A lurch towards common sense on working time
Yesterday the Labour Party Conference voted to end the UK’s individual opt-outs from the Working Time Directive. Predictably, the Daily Mail reported this as a ‘lurch to the left’ . It looks to me more like a lurch towards common sense.
The 48 hour limit on average weekly working time is justified by a wealth of scientific evidence that regularly working long hours is bad for your health. The mains risks are heart disease and stress related illness
I don’t think that you have to be very far to the left of the political spectrum in order to agree that it is a bad idea for individuals to be allowed to opt-out of health and safety law – that way lies dangerous anarchy.

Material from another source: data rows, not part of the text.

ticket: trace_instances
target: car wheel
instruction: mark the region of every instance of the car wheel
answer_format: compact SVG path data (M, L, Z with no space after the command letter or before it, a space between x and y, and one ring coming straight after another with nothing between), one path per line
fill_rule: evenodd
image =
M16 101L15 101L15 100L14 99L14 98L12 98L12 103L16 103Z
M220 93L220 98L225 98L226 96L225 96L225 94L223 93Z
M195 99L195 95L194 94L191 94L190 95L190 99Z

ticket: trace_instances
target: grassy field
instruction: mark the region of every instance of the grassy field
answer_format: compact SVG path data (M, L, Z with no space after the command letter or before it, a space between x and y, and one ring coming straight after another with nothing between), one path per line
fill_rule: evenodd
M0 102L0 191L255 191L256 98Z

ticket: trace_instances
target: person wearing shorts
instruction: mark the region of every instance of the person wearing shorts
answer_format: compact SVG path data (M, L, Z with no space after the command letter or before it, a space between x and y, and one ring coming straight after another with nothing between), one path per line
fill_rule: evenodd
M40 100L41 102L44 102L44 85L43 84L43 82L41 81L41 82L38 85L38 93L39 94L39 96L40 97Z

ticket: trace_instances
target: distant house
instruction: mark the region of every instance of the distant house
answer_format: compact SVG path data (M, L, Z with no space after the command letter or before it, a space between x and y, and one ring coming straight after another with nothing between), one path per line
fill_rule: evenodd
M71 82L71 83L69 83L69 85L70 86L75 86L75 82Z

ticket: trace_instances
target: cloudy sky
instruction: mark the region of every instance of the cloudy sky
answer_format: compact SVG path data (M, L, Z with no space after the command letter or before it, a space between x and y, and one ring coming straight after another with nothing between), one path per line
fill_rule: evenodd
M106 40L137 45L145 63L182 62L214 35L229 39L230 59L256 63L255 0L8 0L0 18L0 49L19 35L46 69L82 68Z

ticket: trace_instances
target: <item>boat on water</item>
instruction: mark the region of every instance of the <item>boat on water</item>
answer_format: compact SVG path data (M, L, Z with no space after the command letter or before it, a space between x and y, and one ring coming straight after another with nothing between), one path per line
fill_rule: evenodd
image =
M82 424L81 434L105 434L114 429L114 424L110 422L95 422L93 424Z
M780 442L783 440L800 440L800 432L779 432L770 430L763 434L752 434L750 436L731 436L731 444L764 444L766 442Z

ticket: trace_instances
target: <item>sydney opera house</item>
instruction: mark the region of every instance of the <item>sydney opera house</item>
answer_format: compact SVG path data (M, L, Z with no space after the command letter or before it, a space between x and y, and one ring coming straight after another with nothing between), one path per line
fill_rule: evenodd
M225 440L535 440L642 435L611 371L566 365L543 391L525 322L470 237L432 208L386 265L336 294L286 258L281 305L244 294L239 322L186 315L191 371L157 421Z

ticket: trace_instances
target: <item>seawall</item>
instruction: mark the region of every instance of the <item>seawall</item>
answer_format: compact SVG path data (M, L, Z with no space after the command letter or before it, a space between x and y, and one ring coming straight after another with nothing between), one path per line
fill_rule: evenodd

‘But shouldn’t the TUC ‘s role be to help people to work as long as they want?’, I hear you ask.
First, according to the official Labour Force Survey, more than three quarters of long hours workers say that they want to reduce their working time: second, more than two thirds of this work is unpaid; and – most importantly – there is absolutely no point in earning a massive wage packet this week if you are going to end up in hospital next week as a result of overwork.
If you are still not convinced, why not dip into these reports? The DTI paper shows how we could improve productivity while moving away from excessive working time:
‘Working Long Hours’, Beswick and White, Health and Safety Executive, 2003 http://www.hse.gov.uk/research/hsl_pdf/2003/hsl03-02.pdf
‘Managing change: Practical Ways to Reduce Long hours and Reform working Parctices’, DTI, 2005 http://www.berr.gov.uk/files/file14239.pdf
No doubt these are these are the kind of evidence-based arguments that the European Parliament will look at when it return to the issue in the Autumn.